I recently got my hands on a pair of Yorkville Elite 401s, to use for parts. One woofer was cooked (I couldn't even get an impedance measurement across the terminals). The other was an 8 ohm, when the crossovers require a 4 ohm woofer. Would this damage a crossover, and how can I see if the crossovers are still good without blowing out a power amp?

Thanks.


----------



## Hamm Guitars (Jan 12, 2007)

Using an 8 Ohm driver on a passive crossover designed designed for a 4 Ohm load can change the crossover point of the filter, depending on the design. I the simplest design, higher frequencies are shunted to ground through a capacitor and the reactance of the filter will change with the impedance of the driver as its impedance is a component of the filter.

However, I think that the RCF speakers that originally came in the 401's were 8 ohms, so that 4 Ohm rating may be a minimum load as Yorkville may have used the same crossover in the cabinets with 2 15' drivers as well. If you get a hold of Santon Audio (North of Toronto, or on Ebay) you can either get the original driver reconed, or replaced if it has been swapped out with something other than the RCF.


----------



## Andy (Sep 23, 2007)

Thanks for the info.

I have a pair of eminence 4 ohm drivers that would work perfectly in it. I just checked the crossovers, one specifies an RCF L15K81Y (A 4ohm driver according to Santon Audio), and the other an RCF L15K80Y (8 ohms). So, I guess I'll have one Eminence and one RCF -- these cabs are just for rehearsal.

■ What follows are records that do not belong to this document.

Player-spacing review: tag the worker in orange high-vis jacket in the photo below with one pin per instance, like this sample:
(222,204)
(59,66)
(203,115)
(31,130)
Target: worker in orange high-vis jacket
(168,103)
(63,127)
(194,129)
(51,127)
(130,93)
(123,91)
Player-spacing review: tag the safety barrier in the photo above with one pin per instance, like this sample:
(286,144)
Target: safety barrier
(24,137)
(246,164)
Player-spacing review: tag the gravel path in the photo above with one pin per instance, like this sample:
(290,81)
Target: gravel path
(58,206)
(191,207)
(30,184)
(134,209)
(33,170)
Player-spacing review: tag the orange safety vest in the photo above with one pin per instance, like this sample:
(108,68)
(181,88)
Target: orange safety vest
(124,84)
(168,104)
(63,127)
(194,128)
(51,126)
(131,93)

I assume a 4ohm in the 8ohm crossover would lead to an impedance drop where the low and high drivers meet -- as they'll effectively be in parallel from the crossover frequency to an octave above it.


----------



## Hamm Guitars (Jan 12, 2007)

Yup, a change in the impedance of one of the drivers might result in either a gap in the crossover points or a summing of the two components producing frequencies in the same region. It won't necessarily be an octave because a doubling of the impedance won't necessarily equal a doubling of the crossover frequency. If the 15 goes too high, it's not that bad, but if the horn goes too low (not as likely as there will be an inductor shunt) you could destroy the hf driver.


----------